United Tech in Talks to Buy Goodrich: Sources

United Technologies is in talks to buy aerospace supplier Goodrich and a deal could come as early as next week, sources tell CNBC.


The offer is expected to be between $110 and $125 a share. Goodrich shares ended Friday at $92.89 and then soared more than 20 percent in after-hours trading. Click here to get the latest after-hours quote.

There had been buzz all day about United Technologies lining up financing in the double-digit billions of dollars to make an acquisition in the U.S. and a several companies, including Goodrich, saw their stocks jump in regular trading.

Tyco International was among the discussed takeover targets and saw its stock up as much as 5 percent at one point but the stock ended down 1.4 percent on the day. United Technologies' credit line wouldn't be big enough to make such an acquisition, sources told CNBC.

Another large conglomerate, Honeywell International, had also been kicked around as a possible takeover target, as well as smaller rival Rockwell Collins and Cessna aircraft maker Textron.

United Technologies spokesman John Moran declined to comment. The company has a market value of $67 billion and had $5.4 billion in cash as of June 30.

Chief Executive Louis Chenevert, who came up through the company's aerospace business and headed before taking the top job at corporate, holds up his $1.8 billion acquisition of General Electric's security business as the sort of deal he would like to replicate in the near future.

In 2008, United Technologies made a hostile $2.64 billion takeover offer for Diebold, a maker of automated teller machines. That effort was ultimately fruitless, and Chenevert has since said he would be reluctant to go hostile again after that experience.

Not Afraid of Bigger Bets

For most of the past five years, United Tech has budgeted $1.5 billion to $2 billion per year for takeovers, regularly making deals that are small enough that the Hartford, Connecticut-based company does not disclose their size.

Company officials have repeatedly said they are interested in more deals, and in July Chief Financial Officer Greg Hayes suggested United Tech would not shy away from larger targets.

"You're going to see us put our balance sheet to work, you're going to see us put more cash to work on the M&A side," Hayes said. "That's where I think a big piece of growth is going to come from in the next few years; it's going to come from the M&A."

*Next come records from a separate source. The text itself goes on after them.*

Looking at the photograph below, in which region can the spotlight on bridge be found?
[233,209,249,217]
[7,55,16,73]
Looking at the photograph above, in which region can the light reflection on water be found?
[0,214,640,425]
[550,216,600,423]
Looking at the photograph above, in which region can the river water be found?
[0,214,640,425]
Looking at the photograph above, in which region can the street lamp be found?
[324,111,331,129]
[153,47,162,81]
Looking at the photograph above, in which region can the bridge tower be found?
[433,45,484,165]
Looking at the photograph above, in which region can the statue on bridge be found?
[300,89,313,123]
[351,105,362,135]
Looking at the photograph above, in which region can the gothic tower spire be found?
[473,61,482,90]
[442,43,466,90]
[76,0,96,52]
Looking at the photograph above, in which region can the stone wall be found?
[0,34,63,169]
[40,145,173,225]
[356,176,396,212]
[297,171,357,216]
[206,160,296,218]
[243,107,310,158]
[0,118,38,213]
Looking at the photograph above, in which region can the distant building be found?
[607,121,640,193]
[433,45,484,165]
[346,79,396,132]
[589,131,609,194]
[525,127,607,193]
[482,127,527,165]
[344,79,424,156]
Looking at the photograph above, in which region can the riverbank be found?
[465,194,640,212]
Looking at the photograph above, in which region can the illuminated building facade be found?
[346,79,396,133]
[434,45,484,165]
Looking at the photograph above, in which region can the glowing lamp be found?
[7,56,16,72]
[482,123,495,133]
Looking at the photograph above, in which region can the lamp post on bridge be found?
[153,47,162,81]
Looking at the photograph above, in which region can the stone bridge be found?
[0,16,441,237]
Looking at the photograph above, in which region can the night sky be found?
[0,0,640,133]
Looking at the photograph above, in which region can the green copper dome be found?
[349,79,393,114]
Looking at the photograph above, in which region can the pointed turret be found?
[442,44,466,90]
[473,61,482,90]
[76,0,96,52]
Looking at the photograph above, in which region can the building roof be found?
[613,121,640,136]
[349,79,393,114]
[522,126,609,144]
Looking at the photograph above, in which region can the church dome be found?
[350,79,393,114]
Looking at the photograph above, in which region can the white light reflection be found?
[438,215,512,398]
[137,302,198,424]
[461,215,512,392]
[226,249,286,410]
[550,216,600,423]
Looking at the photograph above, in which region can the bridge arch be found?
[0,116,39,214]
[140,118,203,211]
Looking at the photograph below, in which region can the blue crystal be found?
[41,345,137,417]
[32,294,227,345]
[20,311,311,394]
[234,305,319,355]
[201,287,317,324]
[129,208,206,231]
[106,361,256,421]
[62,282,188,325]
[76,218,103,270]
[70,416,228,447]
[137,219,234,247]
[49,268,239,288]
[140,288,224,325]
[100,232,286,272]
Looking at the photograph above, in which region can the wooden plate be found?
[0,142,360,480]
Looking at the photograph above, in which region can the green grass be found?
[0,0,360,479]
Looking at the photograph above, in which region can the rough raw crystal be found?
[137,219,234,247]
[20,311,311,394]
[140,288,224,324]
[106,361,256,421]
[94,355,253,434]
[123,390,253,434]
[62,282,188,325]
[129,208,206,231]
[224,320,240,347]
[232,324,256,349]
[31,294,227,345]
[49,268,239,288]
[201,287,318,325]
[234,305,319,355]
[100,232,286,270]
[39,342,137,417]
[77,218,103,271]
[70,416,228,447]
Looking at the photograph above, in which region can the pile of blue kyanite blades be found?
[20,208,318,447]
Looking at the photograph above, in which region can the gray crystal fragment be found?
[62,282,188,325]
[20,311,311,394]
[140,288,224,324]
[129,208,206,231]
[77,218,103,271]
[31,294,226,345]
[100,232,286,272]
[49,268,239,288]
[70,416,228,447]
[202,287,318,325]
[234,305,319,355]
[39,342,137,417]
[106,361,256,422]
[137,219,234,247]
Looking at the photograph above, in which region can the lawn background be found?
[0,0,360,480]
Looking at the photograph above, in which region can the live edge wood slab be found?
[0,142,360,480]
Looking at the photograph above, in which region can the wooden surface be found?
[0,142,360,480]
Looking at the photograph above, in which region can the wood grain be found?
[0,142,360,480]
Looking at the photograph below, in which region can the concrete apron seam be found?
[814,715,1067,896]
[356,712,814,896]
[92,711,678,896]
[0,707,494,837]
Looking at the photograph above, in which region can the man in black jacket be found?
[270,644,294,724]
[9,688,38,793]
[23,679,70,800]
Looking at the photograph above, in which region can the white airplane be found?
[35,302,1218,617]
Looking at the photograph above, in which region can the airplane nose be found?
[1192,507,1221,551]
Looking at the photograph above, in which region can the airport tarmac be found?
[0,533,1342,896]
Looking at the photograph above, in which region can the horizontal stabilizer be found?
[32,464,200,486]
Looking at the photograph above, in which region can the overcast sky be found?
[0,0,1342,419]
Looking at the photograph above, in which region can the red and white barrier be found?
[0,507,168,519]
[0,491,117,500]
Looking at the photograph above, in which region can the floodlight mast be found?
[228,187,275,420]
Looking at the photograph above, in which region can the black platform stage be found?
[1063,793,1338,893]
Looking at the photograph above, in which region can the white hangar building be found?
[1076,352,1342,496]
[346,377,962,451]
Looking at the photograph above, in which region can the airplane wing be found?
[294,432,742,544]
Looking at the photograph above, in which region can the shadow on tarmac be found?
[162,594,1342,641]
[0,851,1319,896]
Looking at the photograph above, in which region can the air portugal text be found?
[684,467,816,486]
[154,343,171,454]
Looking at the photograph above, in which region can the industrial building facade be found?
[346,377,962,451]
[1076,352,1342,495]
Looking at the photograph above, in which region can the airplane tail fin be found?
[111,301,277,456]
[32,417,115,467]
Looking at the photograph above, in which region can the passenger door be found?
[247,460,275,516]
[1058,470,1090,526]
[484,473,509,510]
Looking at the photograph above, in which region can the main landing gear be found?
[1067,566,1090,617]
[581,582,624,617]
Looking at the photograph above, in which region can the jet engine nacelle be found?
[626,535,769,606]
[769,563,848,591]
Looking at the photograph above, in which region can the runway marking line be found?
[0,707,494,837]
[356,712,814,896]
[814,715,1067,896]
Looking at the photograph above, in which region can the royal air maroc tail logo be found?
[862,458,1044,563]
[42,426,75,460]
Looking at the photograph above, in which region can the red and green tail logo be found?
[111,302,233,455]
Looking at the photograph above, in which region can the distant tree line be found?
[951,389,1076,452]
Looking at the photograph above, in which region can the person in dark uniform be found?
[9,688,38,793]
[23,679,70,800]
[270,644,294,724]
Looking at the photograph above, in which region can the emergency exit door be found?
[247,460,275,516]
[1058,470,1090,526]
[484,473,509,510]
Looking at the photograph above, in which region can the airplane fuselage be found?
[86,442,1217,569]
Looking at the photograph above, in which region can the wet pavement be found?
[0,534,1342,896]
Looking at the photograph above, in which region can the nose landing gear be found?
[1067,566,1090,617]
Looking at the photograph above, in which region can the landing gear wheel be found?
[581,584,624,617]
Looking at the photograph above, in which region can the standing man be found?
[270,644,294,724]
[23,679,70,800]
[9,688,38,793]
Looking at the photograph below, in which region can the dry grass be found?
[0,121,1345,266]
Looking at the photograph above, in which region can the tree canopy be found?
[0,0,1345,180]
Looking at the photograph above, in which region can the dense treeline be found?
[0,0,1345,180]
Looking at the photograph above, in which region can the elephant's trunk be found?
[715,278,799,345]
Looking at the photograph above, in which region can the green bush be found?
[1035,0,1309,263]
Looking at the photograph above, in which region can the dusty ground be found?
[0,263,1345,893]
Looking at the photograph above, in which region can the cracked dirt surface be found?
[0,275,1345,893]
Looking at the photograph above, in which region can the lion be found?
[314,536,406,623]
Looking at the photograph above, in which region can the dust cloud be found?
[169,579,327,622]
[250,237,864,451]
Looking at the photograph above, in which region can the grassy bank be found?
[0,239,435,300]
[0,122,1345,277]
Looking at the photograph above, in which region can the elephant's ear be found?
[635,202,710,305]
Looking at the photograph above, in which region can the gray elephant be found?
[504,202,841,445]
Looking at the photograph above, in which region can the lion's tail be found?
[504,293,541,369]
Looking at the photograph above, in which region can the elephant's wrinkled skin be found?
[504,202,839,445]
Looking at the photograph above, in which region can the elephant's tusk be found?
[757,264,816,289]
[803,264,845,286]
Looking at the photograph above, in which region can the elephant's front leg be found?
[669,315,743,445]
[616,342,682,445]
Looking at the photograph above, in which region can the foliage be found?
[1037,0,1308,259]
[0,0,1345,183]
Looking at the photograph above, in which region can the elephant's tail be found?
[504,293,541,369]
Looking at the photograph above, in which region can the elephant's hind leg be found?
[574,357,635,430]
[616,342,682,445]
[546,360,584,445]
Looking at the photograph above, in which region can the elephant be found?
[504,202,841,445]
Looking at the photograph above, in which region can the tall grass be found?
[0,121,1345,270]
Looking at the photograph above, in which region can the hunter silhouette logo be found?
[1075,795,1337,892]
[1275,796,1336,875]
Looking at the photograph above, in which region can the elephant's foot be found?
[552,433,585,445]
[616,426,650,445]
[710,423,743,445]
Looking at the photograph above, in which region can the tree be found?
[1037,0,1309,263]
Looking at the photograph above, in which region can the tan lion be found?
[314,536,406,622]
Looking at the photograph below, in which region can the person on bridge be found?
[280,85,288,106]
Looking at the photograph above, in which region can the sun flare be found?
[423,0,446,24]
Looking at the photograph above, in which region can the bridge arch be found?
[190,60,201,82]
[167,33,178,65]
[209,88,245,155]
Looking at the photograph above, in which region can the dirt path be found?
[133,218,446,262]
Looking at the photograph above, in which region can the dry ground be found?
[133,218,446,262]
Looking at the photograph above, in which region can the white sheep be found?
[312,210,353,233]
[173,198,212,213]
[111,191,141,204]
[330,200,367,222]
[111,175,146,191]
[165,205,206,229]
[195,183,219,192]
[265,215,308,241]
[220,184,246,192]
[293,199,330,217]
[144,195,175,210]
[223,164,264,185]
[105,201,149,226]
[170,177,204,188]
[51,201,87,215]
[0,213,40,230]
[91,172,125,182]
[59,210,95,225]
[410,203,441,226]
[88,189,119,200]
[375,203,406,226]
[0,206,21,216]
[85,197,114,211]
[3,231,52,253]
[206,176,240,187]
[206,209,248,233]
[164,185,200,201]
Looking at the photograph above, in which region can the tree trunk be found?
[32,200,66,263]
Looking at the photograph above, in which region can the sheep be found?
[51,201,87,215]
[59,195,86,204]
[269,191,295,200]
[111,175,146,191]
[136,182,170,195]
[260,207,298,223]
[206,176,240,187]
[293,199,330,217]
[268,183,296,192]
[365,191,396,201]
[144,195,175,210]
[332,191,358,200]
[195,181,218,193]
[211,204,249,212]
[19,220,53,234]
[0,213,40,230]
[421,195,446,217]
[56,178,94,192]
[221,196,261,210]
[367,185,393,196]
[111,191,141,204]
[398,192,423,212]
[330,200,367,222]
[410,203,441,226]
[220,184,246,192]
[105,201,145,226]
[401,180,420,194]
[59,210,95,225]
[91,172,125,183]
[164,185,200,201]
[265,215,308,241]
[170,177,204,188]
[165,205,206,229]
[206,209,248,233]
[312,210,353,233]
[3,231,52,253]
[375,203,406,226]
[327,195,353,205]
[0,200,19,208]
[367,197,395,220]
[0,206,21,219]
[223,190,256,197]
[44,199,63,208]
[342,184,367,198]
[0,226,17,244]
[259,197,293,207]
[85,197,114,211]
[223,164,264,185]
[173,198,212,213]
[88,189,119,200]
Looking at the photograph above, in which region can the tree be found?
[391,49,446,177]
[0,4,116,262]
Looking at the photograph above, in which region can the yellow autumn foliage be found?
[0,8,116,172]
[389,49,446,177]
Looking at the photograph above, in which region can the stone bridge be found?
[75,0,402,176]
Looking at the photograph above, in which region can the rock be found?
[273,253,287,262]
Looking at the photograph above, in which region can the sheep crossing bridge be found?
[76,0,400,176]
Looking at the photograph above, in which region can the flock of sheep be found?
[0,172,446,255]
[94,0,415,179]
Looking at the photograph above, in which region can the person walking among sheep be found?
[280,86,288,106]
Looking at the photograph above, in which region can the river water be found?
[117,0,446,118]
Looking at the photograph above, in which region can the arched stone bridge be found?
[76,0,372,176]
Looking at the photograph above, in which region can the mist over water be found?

United Tech officials have expressed particular interest in targets to merge into its Fire and Security and Hamilton Sundstrand security and aircraft components arms. Both divisions are below Chenevert's $10 billion annual revenue target.

Acquiring Rockwell, a big supplier to United Tech, could help the company weather the expected downturn in defense spending in the United States and Europe by giving it a larger share of the smaller pie that will remain, according to industry executives.

U.S. congressional leaders last month agreed to cut $350 billion from national security spending over the next decade.

For some veterans of the industry, the decline in defense spending brings to mind the late 1980s and early 1990s, when top U.S. defense officials told companies they should consider joining forces to cut costs.

"This definitely feels like a return to those times," said one industry executive. "There are a lot of second-tier companies that will very likely be absorbed."

Being acquired by a conglomerate like United Tech could allow the target company to retain some independence. United Tech has five divisions that operate under their own brand names, including Pratt & Whitney and Hamilton Sundstrand.